Wednesday cooking where I dip my toe into the Southeast Asian pool, attempting to give a flavor in this house not offered by Mrs. Ney. Small box, that.
Tom Ka Gai - Thai chicken soup - is seemingly the most basic of Thai food, almost like the club sandwich of Thailand, possessing many of the basic elements of the cuisine while not really blowing you away with oodles of originality or soul-crushing goodness. It's medium goodness and a bit ephemeral. But a good club sandwich can be a damn good thing.
This was that. After eating it, I understood why Thai people keep their face in the bowl. It's not about chasing individual bites and slurps. It's about chasing the combinations of bites as each one builds on another.
Paired with a dancing and delicately intense German riesling, we found a happy-slappy medium goodness. Would even make it again, just to figure out what makes this Thai chicken-coconut soup better.
Food: Thai chicken-coconut soup
Lemongrass, ginger, scallions, shallots, lime juice, red curry paste, cilantro and more cilantro, fish sauce, serrano peppers, chicken, mushrooms and rice noodles.
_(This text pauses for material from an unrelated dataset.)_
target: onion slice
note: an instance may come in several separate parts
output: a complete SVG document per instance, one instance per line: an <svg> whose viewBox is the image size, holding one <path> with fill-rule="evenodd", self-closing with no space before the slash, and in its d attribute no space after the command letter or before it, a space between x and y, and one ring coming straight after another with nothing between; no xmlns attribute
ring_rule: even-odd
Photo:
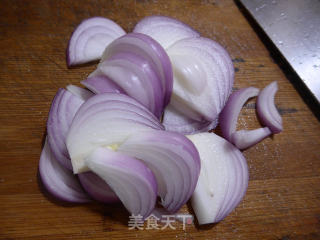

Yes, please. I'll take a dozen to go.
Recipe here with modifications. Tons of ginger put in with the lemongrass in the first step. Touch more fish sauce. Three times the amount of red curry paste used (Golden Pacific has kaffir lime, galangal and Thai bird chiles super-cheap. Red curry paste has all of that ready to go). Other than that, the recipe was followed to a tee, even if a longer simmer seemed warranted. Served over rice noodles that needed a minute later but were nonetheless good.
The result was a bright yet intense coconut broth with layers of flavor galore. The broth could have been served as a shooter. Fine enough mushrooms and chicken, cooked nicely but was never stood out. Mid-level goodness everything with the added fresh bonus on top of scallions, cilantro, lime juice and serrano peppers. Having never been to Thailand, I can't speak to its authenticity. Only that this food tasted honest and delicious with great integration and pops of heat and freshness everywhere. Oh, and if you think this meal might not be substantial enough, read the fat content of coconut milk. Geesh!
Maybe wasn't something we'd randomly crave but overall fine and good with elements of "Crap! This is kinda great!"
The wine had the dance moves to bring a strut to the meal.
Wine: 2010 Selbach-Oster Zeltinger Schlossberg Riesling Spätlese ($25 - WDC)
Had this one at a Yusho dinner with Mr. Selbach himself last year and loved-loved-loved it. Can't pin this one down. Just when I thought I got its personality, it changed. Jumps and jives defined the body and progression. Delicious peaches, limes and smoky basket of other fruits with medium minerals but this one had the lilting riesling goodness at every turn, taking the modicum of sugar and ripeness of the grape offered by its spätlese designation to fancy and jumpy levels, forming it into something that sorta defined "delicate, yet intense."
2010 in Germany has been described as the wildest in a long time. Nobody knew where it was going to go with the extremely low yields and gorilla-sized acidity. So far, in our limited exposure, they're freakin' great.
Pairing: Wouldn't say perfect by any means. Would say perfection didn't matter. This was quite good.
When a tiny loss of defined flavors occurred, the body and texture picked up the ball and ran with it, giving delicate yet firm sugar and a strength of resolve to counter the touches of heat found in the soup. Bouncy and delicious stuff. Missed a pause on a mineral-laced mid-palate that comes with great Asian food and riesling pairings but we were just fine.
More of an exploration into textural contrast but an extremely welcome exploration.